Arming America: A "Novel" Rewrite Of American History
http://www.nraila.org/show.cgi?page=/research/20001018-BillofRightsCivilRights-001.shtml
While it has received rave reviews from the gun-unfriendly media, Arming America is a flawed book in which the author claims aren't just wrong--they're
intentionally deceptive.
BY CLAYTON CRAMER
By now, you have probably heard about this "stunning"1 or "brilliantly argued"2 new book by Michael A. Bellesiles, a history professor of Emory University. Arming
America: The Origins of a National Gun Culture is receiving all sorts of positive attention from the usual suspects in the academic community and the media. For these
reasons, it is really important to understand what Bellesiles claims and why he isn't just wrong--he is intentionally deceptive.
Arming America is a startling book that demolishes many long-cherished myths of early America about violence, guns and the effectiveness of the militia. It is a novel
work, in both senses of the word "novel"--much of it is certainly "new," and much of it is highly imaginative fiction.
Bellesiles argues that the militia were, throughout American history, an ineffective force; that guns were very scarce in America before about 1840; and that few Americans
hunted.
The first of these claims--that the militia were quite ineffective--is really the least controversial (at least to historians). Many Americans have grown up with a vision of
"Minutemen," running out the door, Kentucky long rifle in hand to take on them "Redcoats." Historians have recognized for at least 40 years that for every success of the
"citizen soldier" in defending home and nation, there were far more examples of militias turning tail in battle or simply leaving for home because harvest time had come.
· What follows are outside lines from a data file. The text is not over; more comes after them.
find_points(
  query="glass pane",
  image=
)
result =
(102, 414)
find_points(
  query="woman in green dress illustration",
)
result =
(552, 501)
Bellesiles argues that the notion that armed citizens would be a useful alternative to standing armies or a restraint on tyranny was a romantic delusion of the Framers of our
Constitution. Bellesiles' goal in blackening the reputation of the militia is to demonstrate that the Second Amendment was a fantasy from the very beginning.
Bellesiles is correct that militias were never as well-trained as standing armies and seldom very effective in fighting against regular troops. Similarly, there was really no
realistic alternative to at least a small standing army, especially on the sparsely populated frontiers. But the ineffectiveness of the militia is really a sideshow in Bellesiles'
book. The truly novel part is Bellesiles' claims that guns were scarce in America until nearly the Civil War.
Why were guns scarce? Because not only were guns expensive but also because, "the majority of American men did not care about guns. They were indifferent to owning
guns, and they had no apparent interest in learning how to use them."3 Bellesiles claims that marksmanship was extraordinarily poor and large numbers of adult men had
no idea how to load a gun, or how to fire one.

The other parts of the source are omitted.